If you had chosen instead to compare the rate of Susser Syndrom in the exposed workers at Glop Industries to the rate of Susser Syndrome in the general population (e.g. the city of Epiville), the resulting rate ratio would be called the Standardized Incidence Ratio (SIR).

Learn more on how to calculate the standardized incidence ratio (SIR) here.

9. After putting exhaustive effort into data analysis, you present your findings to your supervisor. What should you tell her?

  1. The elevated estimates (both risk and rate ratios) do not support your hypothesis that exposure to SUPERCLEAN production is associated with Susser Syndrome.
  2. The exposure to SUPERCLEAN production is the definite cause of Susser Syndrome. Those elevated rates are very convincing.
  3. The data clearly suggest an association between exposure to SUPERCLEAN at Glop Industries and successive development of Susser Syndrome. I think we might want to explore other potential exposure sources as well and try to improve exposure measurement.
Answer (a) — incorrect: The elevated estimates (both risk and rate ratios) lend support to your hypothesis that SUPERCLEAN production is associated with Susser Syndrome.
Answer (b) — incorrect: SUPERCLEAN appears to be associated with the development of Susser Syndrome. However, as detailed in Aschengrau (Chapter 15), to move from association to causation requires a substantial amount of epidemiological evidence as well as biological plausibility.
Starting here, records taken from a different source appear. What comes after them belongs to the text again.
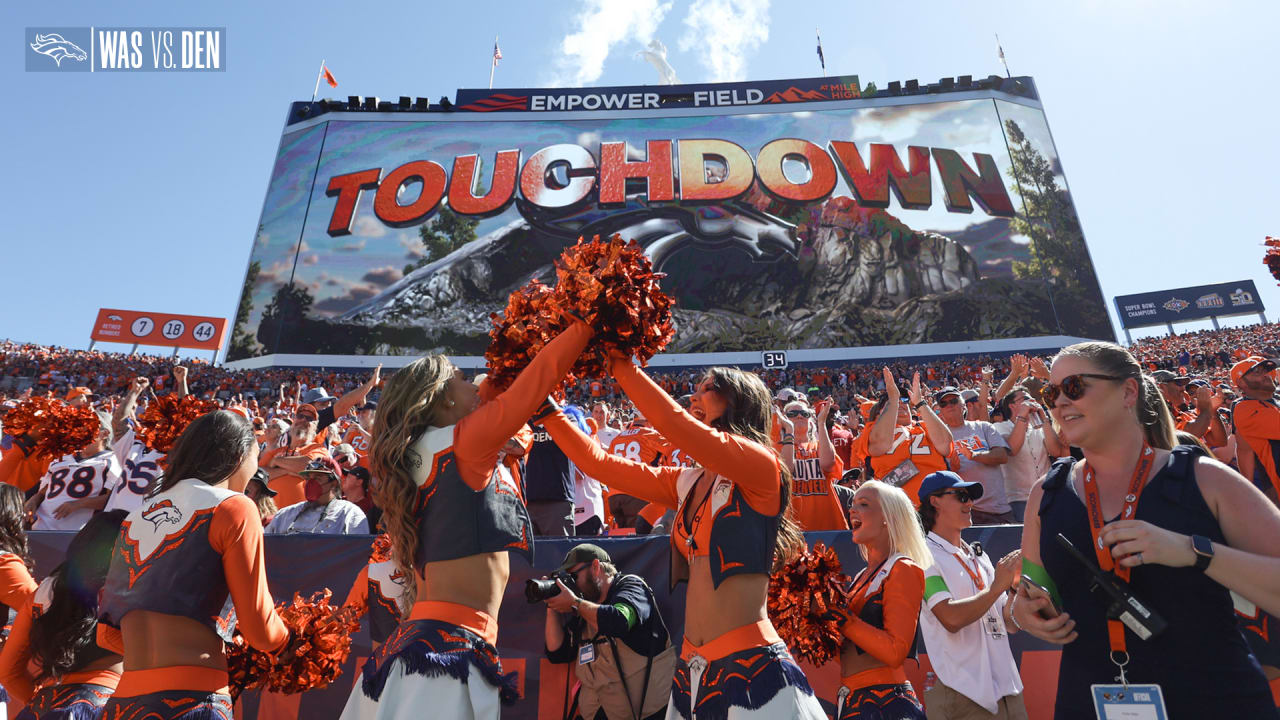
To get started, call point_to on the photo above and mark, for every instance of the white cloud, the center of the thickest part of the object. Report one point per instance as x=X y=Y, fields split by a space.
x=723 y=32
x=599 y=26
x=369 y=227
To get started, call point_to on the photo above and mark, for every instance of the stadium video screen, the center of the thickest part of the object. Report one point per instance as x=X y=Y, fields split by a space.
x=792 y=227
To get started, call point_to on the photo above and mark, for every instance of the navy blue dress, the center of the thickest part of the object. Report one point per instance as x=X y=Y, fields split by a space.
x=1201 y=661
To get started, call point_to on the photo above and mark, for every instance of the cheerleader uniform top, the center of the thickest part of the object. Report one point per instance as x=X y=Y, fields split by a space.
x=885 y=610
x=1202 y=661
x=735 y=524
x=17 y=652
x=467 y=501
x=183 y=552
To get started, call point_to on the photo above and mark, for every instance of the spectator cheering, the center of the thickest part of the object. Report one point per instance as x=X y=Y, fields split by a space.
x=323 y=511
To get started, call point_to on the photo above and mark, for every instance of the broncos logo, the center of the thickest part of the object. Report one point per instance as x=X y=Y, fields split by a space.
x=163 y=511
x=58 y=48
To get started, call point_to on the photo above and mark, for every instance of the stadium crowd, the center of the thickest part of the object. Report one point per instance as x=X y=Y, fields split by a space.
x=903 y=455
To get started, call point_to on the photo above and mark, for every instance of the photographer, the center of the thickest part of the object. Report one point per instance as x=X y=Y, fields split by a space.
x=611 y=624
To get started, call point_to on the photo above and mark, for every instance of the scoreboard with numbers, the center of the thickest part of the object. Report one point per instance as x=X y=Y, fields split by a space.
x=159 y=328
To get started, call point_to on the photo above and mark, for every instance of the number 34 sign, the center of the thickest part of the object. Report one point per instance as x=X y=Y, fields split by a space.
x=159 y=328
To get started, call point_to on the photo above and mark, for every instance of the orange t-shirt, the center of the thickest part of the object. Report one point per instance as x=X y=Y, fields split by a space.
x=812 y=496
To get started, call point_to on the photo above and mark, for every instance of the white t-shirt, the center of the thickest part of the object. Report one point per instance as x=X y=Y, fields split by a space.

At this stage in the investigation, we do not have enough data to arrive at such a conclusion.
Answer (c) — correct: The data do suggest an association; however, we need to check the statistical significance of these findings (i.e., look at the confidence intervals of effect estimates) as they may be due to chance. Furthermore, it is important to rule out other potential exposures as they may confound the findings.